Not even a cooking fire rippled the still December air above the lodges. None of the dogs crept through the camp to smell for food. They lay curled in the ashes of last night’s fires, their eyes open, not willing to move.
Outside the perimeter of the camp, soldiers walked in pairs, calling the signals of their post. The sentries walked in short, shuffling steps to keep their feet warm. They carried their weapons at right shoulder arms, their free hands unmilitarily buried in the refuge of their blue greatcoats, except when officers checked the watch. The breath of the sentries hung about their rifles like gunsmoke, eventually drifting upward and behind them.
Yesterday afternoon the soldiers had appeared.
The Sioux had been on their second day of the march when the shout, “Long Knives!” hurtled like a volley of shots the length of the long, ragged line.
Chance had not counted on soldiers surprising the Sioux on the prairie, coming to escort them to Pine Ridge.
Chance supposed there were about five hundred of them.
On the left and the right they had appeared, dust moving into the sky about twelve hundred yards away, on both sides.
Old Bear had ridden the line of the Sioux, crying out, “Do not fire! Do not fight!”
About two hundred yards away, the two converging forces of cavalry reined in, their sabers out of the sheath, their colors flying.
Chance had strained his eyes to make out the small triangular flag in the distance.
Running Horse had read it easily. “Seven,” he said. And he had added to Chance. “That is bad.”
Chance nodded. He, like everyone else, had heard of the Custer Massacre, but it had only been a thing in newspapers when he had been fourteen or fifteen years old; then he had read about it in a book or two. It had always been distant, remote, something that had happened to someone else on the other side of the world, meaning nothing much to him, nothing that wasn’t abstract.
But somehow Chance felt that that event, that had been to him only a few lines of newsprint, a paragraph or two in a book, had not yet finished.

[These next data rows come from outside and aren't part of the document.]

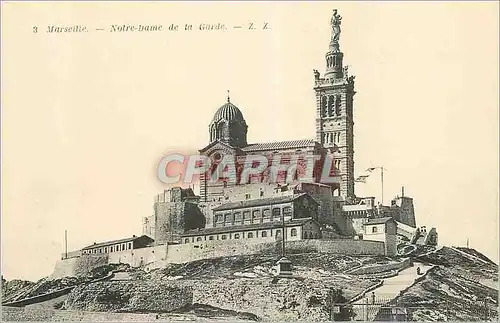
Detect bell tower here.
[314,9,356,202]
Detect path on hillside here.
[353,262,434,321]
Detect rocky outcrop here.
[63,281,193,312]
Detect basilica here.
[56,10,437,278]
[144,11,376,248]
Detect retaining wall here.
[349,258,411,275]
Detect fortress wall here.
[50,258,79,279]
[52,239,385,278]
[73,254,108,276]
[162,239,385,263]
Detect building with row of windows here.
[81,235,154,254]
[182,218,321,244]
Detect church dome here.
[212,101,245,123]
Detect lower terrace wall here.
[108,245,167,267]
[349,258,411,275]
[53,239,385,277]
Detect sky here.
[1,2,499,280]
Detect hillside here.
[1,247,498,321]
[382,247,498,321]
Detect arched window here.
[252,210,260,222]
[216,122,225,139]
[273,207,281,221]
[321,96,328,117]
[335,95,341,116]
[328,95,334,117]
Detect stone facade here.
[314,33,356,203]
[154,187,206,244]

Not all of the Seventh Cavalry of course had been wiped out with Custer, only the detachments which he had personally led. There would be large numbers of career men left who would remember Custer, and their comrades, from fourteen years before. Chance could well suppose that these men might instill as a matter of course newer recruits with their own anger, their own vehemence. The Seventh might, for all Chance knew, suppose itself to have a score to settle; they might suppose, for all he knew, that there was a blot on that small, defiant triangular flag whipping in the wind some two hundred yards away, a blot to be rubbed out, a blot that had waited fourteen years for its cleansing.
Chance watched while Old Bear and Big Foot rode slowly out to meet the commander of the cavalry forces.
When the chiefs returned they told the braves to put away their weapons. The white man had come to go with them to Pine Ridge. There was to be no fighting. This pleased most of the warriors, who had little inclination to fight with an enemy four times as strong, particularly with one’s starving women and children at one’s back. Some of the men, the younger ones, like Drum, urged fighting, but they received for their show of bravery only the passive stares of the older men.
Chance melted in with the Indians, pulling the blanket more about his shoulders. He had wanted to go only as far as Wounded Knee and pull out before any soldiers arrived.
Old Bear rode through the ranks to Chance. He paused before him, his eyes sad. “There are men with the Long Knives who want to know if a white man is with us,” he said. “They want to find such a man.”
“What did you tell them?” asked Chance.